The Right Questions to Diagnose Physician Practice Financial Pains
Insights from Forum Sponsor Greenway Health
Physician practices should seek operational answers to their revenue challenges.
If you could treat your practice’s shrinking profitability the same way as you treat your patients’ ailments, how would you improve its financial health?
At first glance, you may attribute the symptoms to repercussions of the Affordable Care Act and other increasing regulations or the overall decline in reimbursements from payers. But by assuming your financial issues are out of your control, you could be ignoring a significant underlying issue.

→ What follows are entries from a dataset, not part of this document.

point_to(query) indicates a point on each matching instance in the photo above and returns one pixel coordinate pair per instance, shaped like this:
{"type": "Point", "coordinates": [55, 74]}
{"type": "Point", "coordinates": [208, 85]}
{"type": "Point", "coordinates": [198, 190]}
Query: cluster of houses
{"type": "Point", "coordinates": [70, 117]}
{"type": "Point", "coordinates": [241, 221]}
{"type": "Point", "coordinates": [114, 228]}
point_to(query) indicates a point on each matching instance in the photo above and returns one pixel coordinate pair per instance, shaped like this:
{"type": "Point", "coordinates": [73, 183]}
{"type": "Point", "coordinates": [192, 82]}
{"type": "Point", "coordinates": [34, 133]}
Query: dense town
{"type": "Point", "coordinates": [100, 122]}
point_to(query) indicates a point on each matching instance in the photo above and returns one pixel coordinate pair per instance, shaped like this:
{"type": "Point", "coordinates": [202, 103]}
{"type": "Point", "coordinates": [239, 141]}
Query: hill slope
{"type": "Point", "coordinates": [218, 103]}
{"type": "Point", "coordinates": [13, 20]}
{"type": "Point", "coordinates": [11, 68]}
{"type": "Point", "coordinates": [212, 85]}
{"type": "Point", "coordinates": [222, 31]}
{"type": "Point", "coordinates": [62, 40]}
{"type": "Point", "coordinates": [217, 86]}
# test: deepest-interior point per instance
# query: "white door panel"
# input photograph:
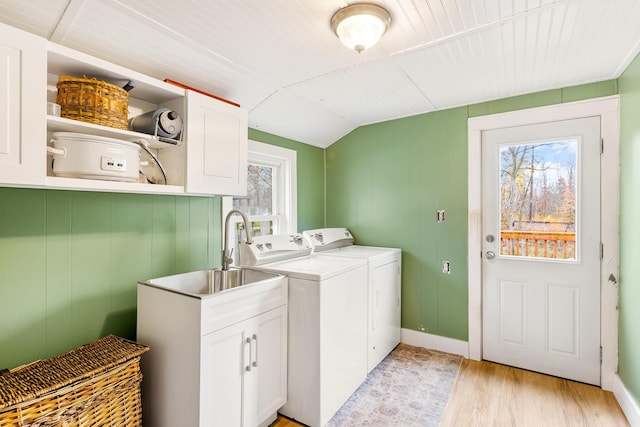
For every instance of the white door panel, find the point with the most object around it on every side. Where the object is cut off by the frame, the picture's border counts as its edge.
(541, 247)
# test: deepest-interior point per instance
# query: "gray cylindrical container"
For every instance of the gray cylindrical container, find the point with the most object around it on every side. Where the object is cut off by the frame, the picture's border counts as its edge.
(167, 122)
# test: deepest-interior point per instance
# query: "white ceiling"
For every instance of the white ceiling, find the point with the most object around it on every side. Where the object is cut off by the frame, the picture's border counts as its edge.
(280, 60)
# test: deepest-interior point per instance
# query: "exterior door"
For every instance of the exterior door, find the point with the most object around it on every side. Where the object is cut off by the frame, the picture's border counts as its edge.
(541, 248)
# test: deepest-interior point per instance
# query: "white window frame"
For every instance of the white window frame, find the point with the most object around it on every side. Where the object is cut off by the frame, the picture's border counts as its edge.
(284, 162)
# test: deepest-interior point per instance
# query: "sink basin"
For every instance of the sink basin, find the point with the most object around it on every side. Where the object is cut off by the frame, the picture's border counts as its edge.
(207, 282)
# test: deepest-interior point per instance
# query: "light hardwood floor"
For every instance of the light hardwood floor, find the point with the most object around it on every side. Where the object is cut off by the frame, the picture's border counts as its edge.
(489, 394)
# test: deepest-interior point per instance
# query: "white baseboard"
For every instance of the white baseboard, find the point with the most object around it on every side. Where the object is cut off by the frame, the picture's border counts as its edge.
(627, 402)
(435, 342)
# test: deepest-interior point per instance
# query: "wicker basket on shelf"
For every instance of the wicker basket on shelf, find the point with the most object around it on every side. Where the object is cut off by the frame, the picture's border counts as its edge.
(97, 384)
(93, 101)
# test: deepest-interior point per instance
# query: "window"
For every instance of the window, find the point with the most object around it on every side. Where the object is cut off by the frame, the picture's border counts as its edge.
(270, 203)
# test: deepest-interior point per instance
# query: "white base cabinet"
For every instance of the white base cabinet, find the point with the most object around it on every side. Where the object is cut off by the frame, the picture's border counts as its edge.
(248, 386)
(214, 361)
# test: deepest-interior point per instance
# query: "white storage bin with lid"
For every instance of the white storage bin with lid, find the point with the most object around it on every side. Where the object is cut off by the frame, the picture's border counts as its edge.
(77, 155)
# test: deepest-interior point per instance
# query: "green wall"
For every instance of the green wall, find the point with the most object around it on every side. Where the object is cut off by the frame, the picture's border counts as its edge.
(70, 260)
(629, 281)
(386, 181)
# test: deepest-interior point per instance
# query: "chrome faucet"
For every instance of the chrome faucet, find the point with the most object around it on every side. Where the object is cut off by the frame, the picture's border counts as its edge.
(227, 259)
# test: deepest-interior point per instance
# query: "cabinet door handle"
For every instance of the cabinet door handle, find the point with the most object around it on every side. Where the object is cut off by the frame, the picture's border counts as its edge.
(255, 359)
(248, 366)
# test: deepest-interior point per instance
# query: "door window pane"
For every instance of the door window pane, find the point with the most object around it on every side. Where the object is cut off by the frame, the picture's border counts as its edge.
(538, 199)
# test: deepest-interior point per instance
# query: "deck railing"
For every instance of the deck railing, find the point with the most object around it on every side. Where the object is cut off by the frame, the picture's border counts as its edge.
(557, 245)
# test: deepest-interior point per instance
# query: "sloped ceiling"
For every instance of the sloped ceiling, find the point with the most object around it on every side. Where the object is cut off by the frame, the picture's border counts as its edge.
(280, 60)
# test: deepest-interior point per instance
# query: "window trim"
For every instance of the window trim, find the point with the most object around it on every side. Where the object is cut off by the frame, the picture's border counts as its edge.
(285, 162)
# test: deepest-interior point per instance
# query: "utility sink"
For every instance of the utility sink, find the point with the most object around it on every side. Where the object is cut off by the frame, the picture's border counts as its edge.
(203, 283)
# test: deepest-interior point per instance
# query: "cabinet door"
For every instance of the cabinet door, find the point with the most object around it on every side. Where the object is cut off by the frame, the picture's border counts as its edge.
(216, 147)
(271, 353)
(225, 357)
(23, 97)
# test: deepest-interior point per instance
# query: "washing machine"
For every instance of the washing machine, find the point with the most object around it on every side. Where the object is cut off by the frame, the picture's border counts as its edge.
(384, 271)
(327, 328)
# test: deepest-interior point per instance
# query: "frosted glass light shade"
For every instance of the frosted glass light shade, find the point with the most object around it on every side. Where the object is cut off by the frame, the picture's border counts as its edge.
(360, 26)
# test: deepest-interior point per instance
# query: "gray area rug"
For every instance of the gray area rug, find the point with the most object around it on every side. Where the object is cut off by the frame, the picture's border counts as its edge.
(410, 387)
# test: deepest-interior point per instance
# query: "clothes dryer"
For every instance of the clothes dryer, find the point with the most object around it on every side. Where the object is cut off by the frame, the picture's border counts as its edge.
(327, 327)
(384, 273)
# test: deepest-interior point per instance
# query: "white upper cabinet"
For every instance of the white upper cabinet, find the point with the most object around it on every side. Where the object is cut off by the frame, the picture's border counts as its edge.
(22, 107)
(209, 157)
(216, 132)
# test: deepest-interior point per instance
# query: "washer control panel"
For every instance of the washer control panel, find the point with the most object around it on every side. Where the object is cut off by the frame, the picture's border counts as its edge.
(276, 247)
(328, 238)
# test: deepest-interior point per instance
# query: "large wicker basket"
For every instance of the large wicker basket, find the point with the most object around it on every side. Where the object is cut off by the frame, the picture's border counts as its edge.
(97, 384)
(93, 101)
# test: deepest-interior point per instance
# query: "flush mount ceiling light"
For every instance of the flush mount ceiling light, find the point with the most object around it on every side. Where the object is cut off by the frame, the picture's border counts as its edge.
(360, 25)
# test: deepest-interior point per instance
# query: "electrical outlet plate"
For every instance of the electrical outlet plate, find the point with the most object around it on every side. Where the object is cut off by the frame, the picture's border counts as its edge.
(446, 267)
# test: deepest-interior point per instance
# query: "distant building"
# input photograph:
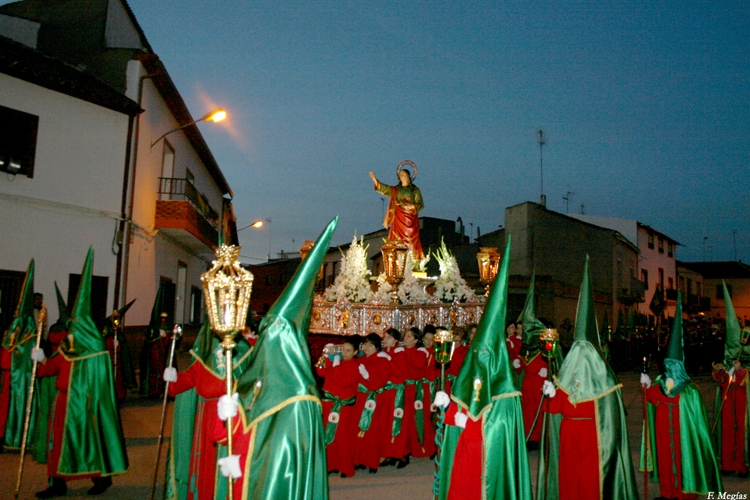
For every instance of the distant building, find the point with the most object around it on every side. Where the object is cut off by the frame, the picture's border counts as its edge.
(554, 247)
(736, 275)
(90, 103)
(657, 264)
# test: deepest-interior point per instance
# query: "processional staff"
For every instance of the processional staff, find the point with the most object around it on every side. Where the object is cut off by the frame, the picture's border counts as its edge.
(34, 364)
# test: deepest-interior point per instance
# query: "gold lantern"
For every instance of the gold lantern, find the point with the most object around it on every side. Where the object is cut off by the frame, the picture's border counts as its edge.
(488, 260)
(226, 288)
(394, 259)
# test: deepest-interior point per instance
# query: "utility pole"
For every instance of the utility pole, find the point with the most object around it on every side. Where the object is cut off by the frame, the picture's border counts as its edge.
(542, 141)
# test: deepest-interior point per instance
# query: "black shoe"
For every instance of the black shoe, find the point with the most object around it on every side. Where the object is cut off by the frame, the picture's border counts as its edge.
(58, 489)
(101, 484)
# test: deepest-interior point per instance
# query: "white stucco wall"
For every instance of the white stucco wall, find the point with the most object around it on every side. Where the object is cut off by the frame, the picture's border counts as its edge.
(73, 200)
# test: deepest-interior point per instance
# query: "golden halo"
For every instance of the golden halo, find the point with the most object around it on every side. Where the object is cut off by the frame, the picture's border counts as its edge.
(408, 163)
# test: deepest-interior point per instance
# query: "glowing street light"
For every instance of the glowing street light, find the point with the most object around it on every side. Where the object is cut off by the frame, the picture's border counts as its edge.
(216, 115)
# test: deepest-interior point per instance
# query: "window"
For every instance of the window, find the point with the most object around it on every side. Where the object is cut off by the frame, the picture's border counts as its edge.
(720, 291)
(18, 132)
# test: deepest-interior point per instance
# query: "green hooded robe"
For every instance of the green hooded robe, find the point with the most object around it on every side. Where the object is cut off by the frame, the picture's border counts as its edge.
(585, 376)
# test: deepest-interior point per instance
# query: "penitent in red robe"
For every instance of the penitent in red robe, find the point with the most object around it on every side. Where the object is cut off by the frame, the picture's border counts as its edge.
(203, 458)
(341, 381)
(366, 444)
(578, 475)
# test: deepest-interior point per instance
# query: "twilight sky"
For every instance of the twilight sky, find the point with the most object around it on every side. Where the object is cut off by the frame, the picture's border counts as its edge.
(645, 106)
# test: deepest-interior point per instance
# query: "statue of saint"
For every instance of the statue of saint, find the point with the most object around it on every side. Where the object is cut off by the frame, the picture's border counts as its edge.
(405, 202)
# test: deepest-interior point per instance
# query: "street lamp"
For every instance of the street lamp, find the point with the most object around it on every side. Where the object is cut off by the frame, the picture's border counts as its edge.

The true answer to the cause of your financial pains might be your revenue cycle processes. However, you may just not be asking the right questions to uncover those faulty processes.
Do You Know What Your Payers Are Paying?
For example, I once talked to an orthopedic group that was being underpaid for a common injection they billed for quite often, which resulted in a loss of hundreds of thousands of dollars each year, all because of a processing error.
To bill accurately and collect what they’re owed, practices must frequently research changing payer rules, update fee schedules, and ensure payers are paying the correct amounts.
Are You Collecting from Your Patients?
As unpredictable as insurance payers may be, patient payments can be a much more unreliable source of revenue.
With the rise of high-deductible health plans, patients will more often be responsible for payments, but physician practices that are used to traditional billing don’t always successfully collect what they’re owed. And once patients leave the office, they’re much less likely to pay—which isn’t all that surprising, considering only 32 percent of patients who owe money receive a collection letter.
When Is the Last Time You Tackled Your Claims Denial Backlog?
Some practices have a backlog of denials that has been sitting out there for 90-plus days. And it’s likely they’ll never get to them. Almost 20 percent of claims are denied annually—and 65 percent of those denials are never worked.
These questions can reveal a problem common in physician practices. Historically, billing has always been a back-office function. Physicians and other practice administrators don’t have insight into any errors that the coding staff is making, and they’re not always alerted to cash flow problems.
Improving revenue cycle processes might require evaluating your payment and denials processes on your own, or working with a revenue cycle management services vendor to do so. Either way you choose, an analysis of your revenue cycle processes can encourage timely payer and patient payments and result in improved billing and payment experiences for your patients.
Leighton Noel is revenue cycle management specialist, Greenway Health, Birmingham, Ala.